CMS is making the biggest changes since 1997 to Evaluation and Management Coding. These changes go into effect on January 1, 2021. The 3 biggest changes are:

  1. These changes apply to New & Established Office Visits and outpatient codes (99201-99215).
  2. 99201, New Patient Visit Level 1 is being retired.
  3. Level of service will be determined by time or medical decision making, not history and examination.

The big picture objective from CMS driving these coding changes is part of the Patient's Over Paperwork objective. For more details on preparing for the E&M Coding Changes, both AAPC and AMA have excellent documentation and training materials for clinicians and coders.

An often overlooked impact of these changes is Rev Cycle Productivity and Staffing in the short term and long term, which we analyze below.

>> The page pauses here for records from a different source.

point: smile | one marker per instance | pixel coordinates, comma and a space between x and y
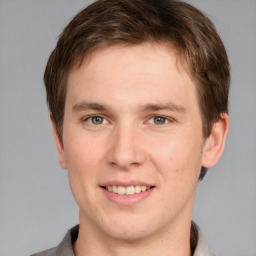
130, 190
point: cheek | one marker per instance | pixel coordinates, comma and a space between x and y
177, 158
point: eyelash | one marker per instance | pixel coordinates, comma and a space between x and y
87, 118
166, 119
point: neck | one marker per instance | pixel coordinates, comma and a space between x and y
174, 240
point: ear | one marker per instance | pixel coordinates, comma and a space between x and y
59, 144
215, 143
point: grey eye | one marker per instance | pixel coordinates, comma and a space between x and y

Short-Term Impact: Loss in Productivity

In order to prepare for the new coding changes, practices are spending extra time on physician education. Revenue cycle staff is likely spending hours studying up on the changes, assisting in training, and preparing their coding technology with new rules to handle the changes. Many practices will likely hire new coding staff, or otherwise fall behind and undergo extreme charge lag during the transition phase.

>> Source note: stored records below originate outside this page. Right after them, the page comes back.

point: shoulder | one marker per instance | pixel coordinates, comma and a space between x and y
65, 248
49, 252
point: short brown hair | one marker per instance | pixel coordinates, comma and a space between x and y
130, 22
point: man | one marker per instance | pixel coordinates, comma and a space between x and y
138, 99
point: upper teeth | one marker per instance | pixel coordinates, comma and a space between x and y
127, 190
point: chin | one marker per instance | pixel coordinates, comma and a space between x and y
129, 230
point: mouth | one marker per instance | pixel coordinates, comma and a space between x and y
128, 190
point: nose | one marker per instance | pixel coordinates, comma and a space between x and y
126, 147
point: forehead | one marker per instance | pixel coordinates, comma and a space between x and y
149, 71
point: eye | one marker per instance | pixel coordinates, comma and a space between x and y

Top-performing practices in EPH, a revenue cycle productivity metric, will be able to handle the changes without hiring more staff. These practices can get through the transition period with less of a drop in productivity because they are able to do more with less in the revenue cycle.

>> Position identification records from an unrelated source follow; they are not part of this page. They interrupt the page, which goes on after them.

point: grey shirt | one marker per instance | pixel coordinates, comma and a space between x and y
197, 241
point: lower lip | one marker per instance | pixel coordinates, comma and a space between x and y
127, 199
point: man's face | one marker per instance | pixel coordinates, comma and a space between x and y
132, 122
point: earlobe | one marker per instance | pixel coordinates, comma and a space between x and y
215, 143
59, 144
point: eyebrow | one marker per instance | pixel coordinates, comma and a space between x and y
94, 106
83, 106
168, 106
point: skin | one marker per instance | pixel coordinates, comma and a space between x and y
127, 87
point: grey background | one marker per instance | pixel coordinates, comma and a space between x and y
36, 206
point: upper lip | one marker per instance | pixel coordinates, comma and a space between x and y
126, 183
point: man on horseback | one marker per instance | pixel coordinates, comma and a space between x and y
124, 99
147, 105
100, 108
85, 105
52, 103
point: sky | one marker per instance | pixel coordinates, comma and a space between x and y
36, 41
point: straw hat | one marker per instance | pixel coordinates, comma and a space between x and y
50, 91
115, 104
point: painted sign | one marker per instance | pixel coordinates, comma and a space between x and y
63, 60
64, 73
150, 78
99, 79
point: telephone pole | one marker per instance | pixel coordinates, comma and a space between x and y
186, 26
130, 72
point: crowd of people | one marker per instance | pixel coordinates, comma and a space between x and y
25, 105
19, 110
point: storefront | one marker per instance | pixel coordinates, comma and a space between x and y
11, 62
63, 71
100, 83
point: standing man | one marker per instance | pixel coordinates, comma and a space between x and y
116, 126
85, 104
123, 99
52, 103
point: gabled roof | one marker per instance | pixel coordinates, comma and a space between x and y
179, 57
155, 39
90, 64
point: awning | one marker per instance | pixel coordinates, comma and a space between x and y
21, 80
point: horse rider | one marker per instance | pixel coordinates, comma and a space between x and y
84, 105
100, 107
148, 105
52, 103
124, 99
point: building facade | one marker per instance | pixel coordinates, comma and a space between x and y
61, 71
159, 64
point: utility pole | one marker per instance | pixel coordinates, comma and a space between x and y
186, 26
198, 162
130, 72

Long-Term Impact: Potential Productivity Increase

The changes that CMS has laid out are meant to ease the burden of documentation for providers. The E&M coding changes should make it easier for both providers and coders to select the correct visit level for encounters, and providers are no longer required to re-document things that do not change from visit to visit. Time will tell if these changes truly impact the productivity and burden on physicians and coders alike.

Bottom Line:

The productivity impact will be most severely felt in the short term, but long term should provide time savings and reduced "paperwork." All practices will feel the near-term productivity decline as they adapt to the change, but elite performing practices on EPH will be the fastest to get through the transition time and emerge with a smaller, more productive coding team than average performers.